Maya sonrió. Quizá se había equivocado y ella no era la única que se alegraría si finalmente podían salir de aquel lugar. La mujer asintió teatralmente, a lo que Nathan dijo:
—Bien, pues no se hable más. Vamos allá.
Bajaron al almacén y se pusieron manos a la obra. No tenían el cinturón del arrepentimiento y, de haberlo poseído, su estado después de más de tres siglos habría sido lamentable; no obstante, tenían las detalladas notas de Ezequiel describiéndolo. Cortaron un buen trozo de tela de un mono de trabajo colgado en una taquilla y, para las esquirlas, rompieron dentro de una bolsa una taza de loza con la que Nathan se hacía un café a media mañana. No había brea, así que recurrieron a silicona caliente. Nathan le preguntó media docena de veces durante el proceso si estaba segura, especialmente cuando pegaban los fragmentos de la taza. Maya no hacía más que asentir.
—Y recuerda —dijo—, no me detengas. Debo sentir lo mismo que él, he de conectar con su dolor.
Cuando la réplica estuvo acabada, los dos se dirigieron hasta la cabaña de Tábata, dentro del cubo protector de cristal.
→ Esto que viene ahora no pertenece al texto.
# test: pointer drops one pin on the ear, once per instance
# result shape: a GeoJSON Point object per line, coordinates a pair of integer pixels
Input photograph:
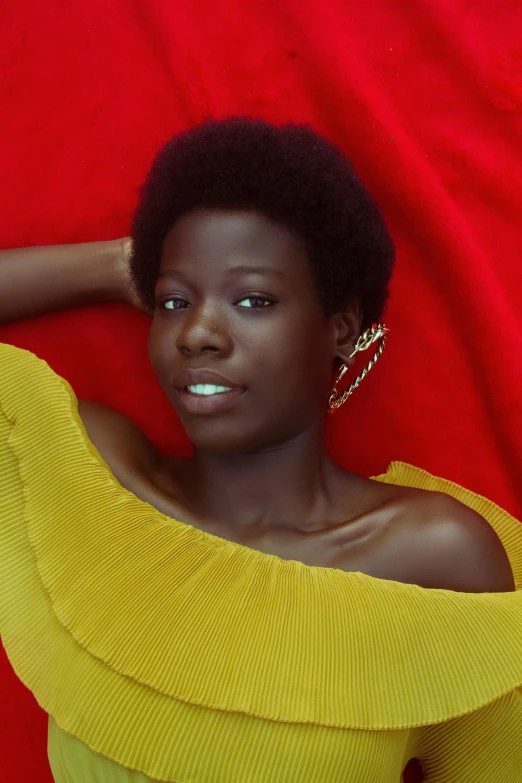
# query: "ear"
{"type": "Point", "coordinates": [347, 329]}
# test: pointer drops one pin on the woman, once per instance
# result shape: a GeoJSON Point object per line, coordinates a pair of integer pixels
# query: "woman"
{"type": "Point", "coordinates": [255, 613]}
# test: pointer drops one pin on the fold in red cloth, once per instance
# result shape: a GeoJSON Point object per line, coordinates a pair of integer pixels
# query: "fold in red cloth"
{"type": "Point", "coordinates": [425, 98]}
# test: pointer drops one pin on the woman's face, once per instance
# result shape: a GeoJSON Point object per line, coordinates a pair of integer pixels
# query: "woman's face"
{"type": "Point", "coordinates": [237, 307]}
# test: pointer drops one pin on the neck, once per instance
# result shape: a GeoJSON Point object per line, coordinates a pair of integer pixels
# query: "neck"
{"type": "Point", "coordinates": [291, 486]}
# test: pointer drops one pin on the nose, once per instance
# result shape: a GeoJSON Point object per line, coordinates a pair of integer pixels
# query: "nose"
{"type": "Point", "coordinates": [204, 329]}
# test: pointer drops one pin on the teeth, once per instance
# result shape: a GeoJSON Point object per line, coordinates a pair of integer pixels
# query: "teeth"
{"type": "Point", "coordinates": [207, 389]}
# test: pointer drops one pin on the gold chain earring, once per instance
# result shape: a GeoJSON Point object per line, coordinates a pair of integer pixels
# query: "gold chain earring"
{"type": "Point", "coordinates": [376, 332]}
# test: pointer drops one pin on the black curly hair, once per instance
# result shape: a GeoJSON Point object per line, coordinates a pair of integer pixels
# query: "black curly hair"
{"type": "Point", "coordinates": [289, 174]}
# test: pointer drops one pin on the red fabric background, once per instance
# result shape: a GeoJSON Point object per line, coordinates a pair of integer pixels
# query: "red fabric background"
{"type": "Point", "coordinates": [424, 96]}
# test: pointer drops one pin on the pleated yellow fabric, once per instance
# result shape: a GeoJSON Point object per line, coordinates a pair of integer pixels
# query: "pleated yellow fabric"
{"type": "Point", "coordinates": [161, 651]}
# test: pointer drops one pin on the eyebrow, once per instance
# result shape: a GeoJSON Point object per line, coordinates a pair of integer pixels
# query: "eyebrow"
{"type": "Point", "coordinates": [244, 269]}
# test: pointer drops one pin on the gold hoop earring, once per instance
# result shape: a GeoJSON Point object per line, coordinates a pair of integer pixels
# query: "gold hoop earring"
{"type": "Point", "coordinates": [376, 332]}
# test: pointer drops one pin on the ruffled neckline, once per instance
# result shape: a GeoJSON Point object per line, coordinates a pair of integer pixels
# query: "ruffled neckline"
{"type": "Point", "coordinates": [137, 605]}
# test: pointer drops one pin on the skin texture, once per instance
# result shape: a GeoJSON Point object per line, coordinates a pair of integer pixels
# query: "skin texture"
{"type": "Point", "coordinates": [260, 474]}
{"type": "Point", "coordinates": [262, 462]}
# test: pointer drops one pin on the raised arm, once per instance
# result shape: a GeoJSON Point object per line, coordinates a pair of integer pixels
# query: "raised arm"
{"type": "Point", "coordinates": [38, 280]}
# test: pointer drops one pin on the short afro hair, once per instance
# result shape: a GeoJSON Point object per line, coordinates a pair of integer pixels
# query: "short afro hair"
{"type": "Point", "coordinates": [289, 174]}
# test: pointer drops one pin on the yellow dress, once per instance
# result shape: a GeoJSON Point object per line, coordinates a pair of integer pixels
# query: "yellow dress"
{"type": "Point", "coordinates": [163, 652]}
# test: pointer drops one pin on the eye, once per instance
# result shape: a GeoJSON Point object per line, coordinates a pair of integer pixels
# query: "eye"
{"type": "Point", "coordinates": [256, 302]}
{"type": "Point", "coordinates": [178, 304]}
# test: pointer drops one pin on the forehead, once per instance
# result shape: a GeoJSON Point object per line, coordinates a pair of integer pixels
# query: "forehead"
{"type": "Point", "coordinates": [224, 237]}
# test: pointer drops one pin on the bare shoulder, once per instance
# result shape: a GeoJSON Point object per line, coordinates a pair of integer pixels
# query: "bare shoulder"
{"type": "Point", "coordinates": [456, 548]}
{"type": "Point", "coordinates": [121, 443]}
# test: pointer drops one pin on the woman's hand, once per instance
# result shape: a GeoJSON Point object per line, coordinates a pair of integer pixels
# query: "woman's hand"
{"type": "Point", "coordinates": [131, 295]}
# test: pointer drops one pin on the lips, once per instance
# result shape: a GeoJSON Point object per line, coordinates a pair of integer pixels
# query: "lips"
{"type": "Point", "coordinates": [195, 377]}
Maya empezó a sentir gotas de sudor frío que le corrían por la espalda solo por pensar que iba a estar otra vez allí dentro, en el cuarto oscuro. Y ahora iba a ser mucho peor.
—¿Cómo quieres hacerlo? —preguntó Nathan una vez dentro de la cabaña.
Maya contestó quitándose la camiseta de los Lakers, a lo que el hombre se dio media vuelta bruscamente en un atavismo de pudor que hizo gracia a la mujer.
—Ayúdame a abrochármelo y nada más. Vete si crees que no vas a estar bien.
—No, me quedo aquí contigo —dijo mientras le cerraba el cinturón alrededor del tronco, haciendo un esfuerzo inmenso por evitar mirarle el sujetador. Maya dejó escapar un gemido de dolor—. ¿Lo aflojo?
—No, aprieta más.
Nathan escrutó con una mirada llena de dudas a Maya, pero lo hizo. La mujer soltó un grito ante aquellas esquirlas que se le clavaban por el torso. El dolor lacerante iba en aumento con cada inspiración que realizaba. Instintivamente, su respiración se volvió más superficial, con lo que necesitó más bocanadas para oxigenarse lo mismo.
Le dio unas palmadas al hombro a Nathan en señal de agradecimiento y avanzó hasta el cuarto oscuro, aquel en el que William había pasado gran parte de su infancia. A tientas, se colocó en lo que le pareció que era el centro y giró de tal forma que daba la espalda a Nathan, que se había quedado fuera observándola. No quería que viera su cara de sufrimiento, por si se echaba atrás y la ayudaba a librarse de aquello. Volvió una última vez la cabeza en dirección a él y se despidió con la mano. Él le devolvió el saludo, pero a Maya le pareció más un signo de interrogación. Entonces, puso toda su atención en el dolor que sentía.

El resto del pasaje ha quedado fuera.